Türkiye’nin eğitim sisteminde yasal mevzuatı olmayan okulların durumu, Milli Eğitim Bakanlığı tarafından gündeme getirildi. Bakan Yusuf Tekin, bu okulların mevcut eğitim mevzuatında yer almadıklarını, dolayısıyla mevzuat içerisine girmemeleri durumunda eğitim faaliyetlerine devam edemeyeceklerini ifade etti. Tekin, “Bu okullar normal koşullarda bizim mevzuatımızda yer almayan okullar. Dolayısıyla mevzuat içerisine girerlerse eğitim öğretimlerine devam ederler, girmezlerse yok hükmündedirler. Herhangi bir denklikleri olmayacak.

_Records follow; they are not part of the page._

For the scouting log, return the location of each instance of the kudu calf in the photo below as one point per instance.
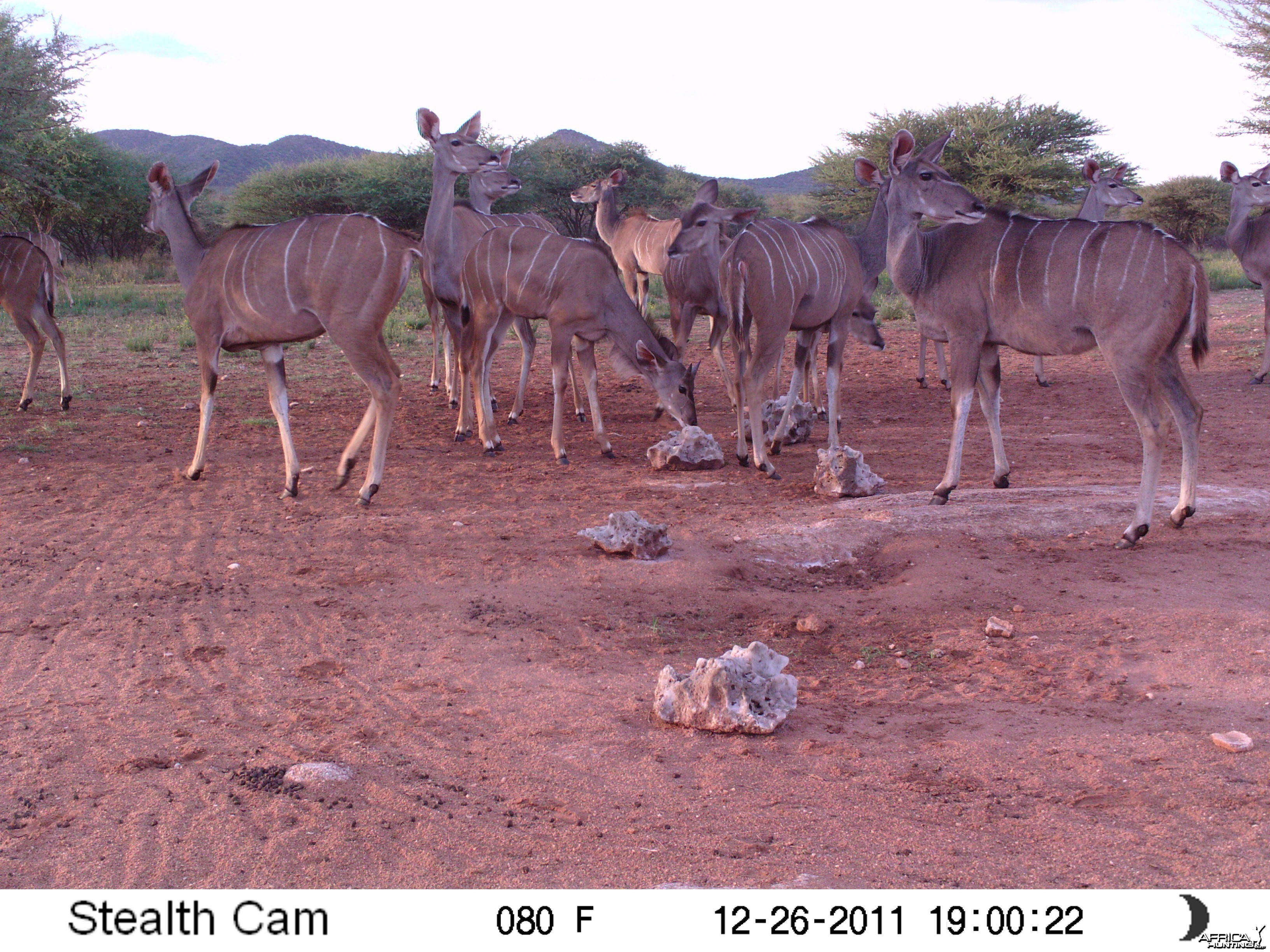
(1250, 239)
(28, 292)
(260, 287)
(637, 239)
(778, 276)
(990, 278)
(531, 273)
(1103, 193)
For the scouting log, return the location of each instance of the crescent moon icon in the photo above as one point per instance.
(1199, 918)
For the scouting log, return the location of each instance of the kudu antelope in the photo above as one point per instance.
(569, 282)
(484, 187)
(693, 282)
(990, 278)
(28, 292)
(53, 248)
(1102, 195)
(262, 286)
(778, 277)
(637, 239)
(1250, 239)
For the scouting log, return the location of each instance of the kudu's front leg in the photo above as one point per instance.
(276, 379)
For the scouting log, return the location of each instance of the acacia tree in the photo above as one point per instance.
(1007, 153)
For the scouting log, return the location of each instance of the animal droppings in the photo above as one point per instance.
(628, 534)
(740, 692)
(812, 624)
(1235, 742)
(690, 448)
(844, 472)
(319, 772)
(999, 629)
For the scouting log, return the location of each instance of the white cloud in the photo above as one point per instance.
(746, 91)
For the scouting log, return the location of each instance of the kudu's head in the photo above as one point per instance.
(920, 187)
(1108, 187)
(593, 191)
(674, 383)
(704, 222)
(458, 153)
(496, 183)
(1250, 191)
(169, 202)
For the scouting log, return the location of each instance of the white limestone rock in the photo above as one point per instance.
(844, 472)
(741, 692)
(690, 448)
(628, 534)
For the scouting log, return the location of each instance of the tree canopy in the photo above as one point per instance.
(1009, 153)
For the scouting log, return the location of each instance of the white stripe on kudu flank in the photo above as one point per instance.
(1019, 263)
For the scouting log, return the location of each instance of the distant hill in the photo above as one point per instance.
(191, 154)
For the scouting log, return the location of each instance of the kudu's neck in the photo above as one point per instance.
(606, 215)
(872, 243)
(187, 250)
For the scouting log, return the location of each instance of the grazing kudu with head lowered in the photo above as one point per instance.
(778, 277)
(1048, 287)
(693, 281)
(531, 273)
(1250, 239)
(28, 292)
(1104, 192)
(484, 187)
(260, 287)
(637, 239)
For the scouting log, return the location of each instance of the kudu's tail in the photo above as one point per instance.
(1199, 315)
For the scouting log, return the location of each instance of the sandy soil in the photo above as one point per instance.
(489, 677)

Zaten de yok,” dedi.

Milli Eğitim Bakanlığı, uluslararası sözleşmelerin bu okulların hukuki statüye kavuşması için önemli bir adım olduğunu vurguladı. Bakanlık yetkilileri, “Arzu ettiğimiz şey, yasal mevzuatımız çerçevesinde ve anayasamızın 90. maddesi uyarınca, ülkelerle yapılan uluslararası anlaşmaların hayata geçirilmesidir. Bu nedenle, bu okulların hukuki statüye kavuşması için uluslararası bir sözleşme yapılmasını istiyoruz,” açıklamasında bulundu. Bakanlık, bu çerçevede Fransa ve Pakistan ile görüşmelerin sürdüğünü belirtti.

Yetkililer, Türkiye’nin yasal dayanağı olmayan 12 okulun uluslararası bir sözleşme ile karşılıklı anlaşma zemini oluşturulmasını planladıklarını açıkladı. “Fransa ve Pakistan’da görüşmelerimiz devam ediyor. Uluslararası sözleşme yapıldıktan sonra, öncelikle Türk vatandaşlarımızın çocuklarının eğitim hakkını güvence altına almayı hedefliyoruz,” diye eklediler.

Milli Eğitim Bakanlığı, 1993 yılından beri Fransa’ya bu konuda uyarılarda bulunduğunu, ancak bugüne kadar somut bir adım atılmadığını belirtti. "Hükümetler, 1993’ten beri bu konuda sürekli uyarılarda bulundu, ancak hiçbir adım atılmadı. Amacımız, karşılıklı uluslararası sözleşmeler yaparak bu sorunu çözmektir,” ifadeleri kullanıldı.